I did notice one hopeful thing, however: four major studies investigating the role of opioid receptor systems in alcohol use disorders and in treatment for alcohol use disorders. Now don’t get too excited: it is not news that opioid receptors play a role in alcohol dependency; that has been known for many decades. But some of this new research specifically aims to see if medication targeting opioid receptors might be useful in treating AUDs, so perhaps, eventually, one of these researchers will stumble over kratom, which targets these very receptors. (At the moment, the only medication specifically named is naltrexone—again, not news, but I suppose a bit more study of that drug would not go amiss.)
So maybe I’ll write to the opioid pathway researchers and suggest they look at kratom. Sounds ridiculous, I know—why would Real Scientists read an email from the likes of me? But I write to most of the scholars I cite, and a surprising number respond, not because they’re dazzled by my writing, but because I make a point of reading theirs and struggling to understand it. It’s the same phenomenon as going to a country where you don’t speak the language but trying anyway; you’re going to make a hash of it, but people tend to appreciate the effort.
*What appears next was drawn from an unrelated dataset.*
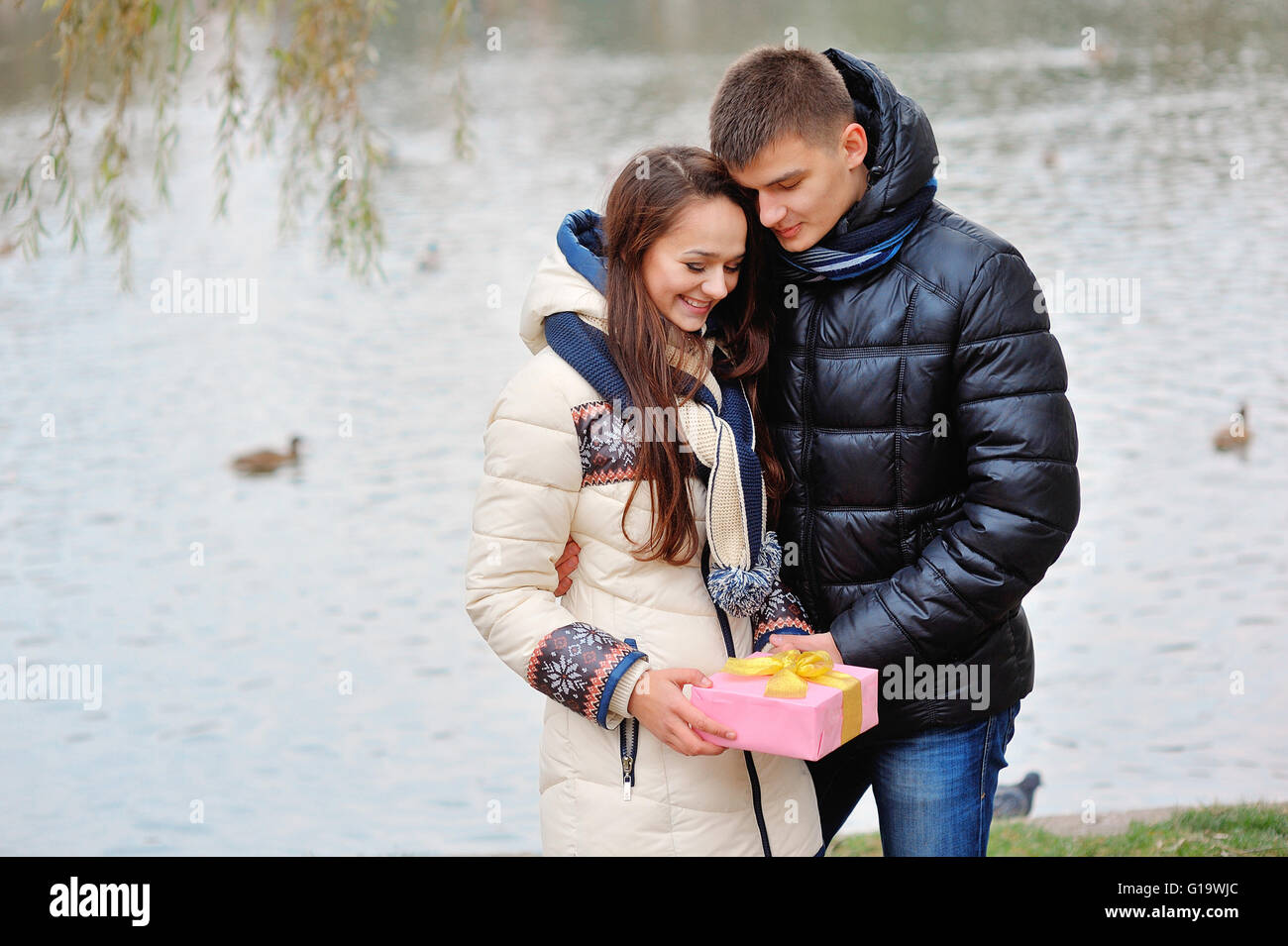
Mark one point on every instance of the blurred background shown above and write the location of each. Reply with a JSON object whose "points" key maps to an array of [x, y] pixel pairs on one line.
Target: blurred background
{"points": [[1147, 156]]}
So stay tuned for another follow-up on kratom as harm reduction for alcohol use disorders—and let’s hope it’s not another seven years before there’s something to report!
Image by Deep Dream Generator from a base photo taken by me (the photo accompanying the original article).
[1] To be fair, I did notice one scholarly article mentioning brand names of kratom used in its research, thus allowing the average person to easily track some down. So, clearly, not all researchers endorse the “let’s not let anyone try kratom until all the monkey data are in” position.
[2] Two points need making here. First, kratom has shown up on some coroners’ toxicology reports, almost always as one of many drugs in a dead person’s system, including some lethal ones that are far more likely causes of death. Caffeine also shows up on a lot of coroner’s reports, but that doesn’t mean that caffeine is fatal, just that people sometimes drink coffee before taking a fatal drug or drug-and-alcohol overdose. Same with kratom.
Second, though kratom was traditionally consumed much like coca, as a fresh leaf chewed for pain-relief or endurance, and is now mainly sold in dried-leaf form, some vendors sell extremely potent extracts, which people can manage to OD on, if they really try, though their numbers remain extremely small. Nonetheless, in all of my writing, I caution people to stay away from extracts, and that admonition is crucial for people with a history of substance use disorders (including alcohol dependency). It’s not just the increased chance of an OD, which usually just means half a day of feeling lousy; it’s the increased chance of developing skyrocketing tolerance leading to an addiction that’s hard to shake. Seriously, folks, stick to plain dried leaf, which has everything you need and is less likely to bite you in the ass!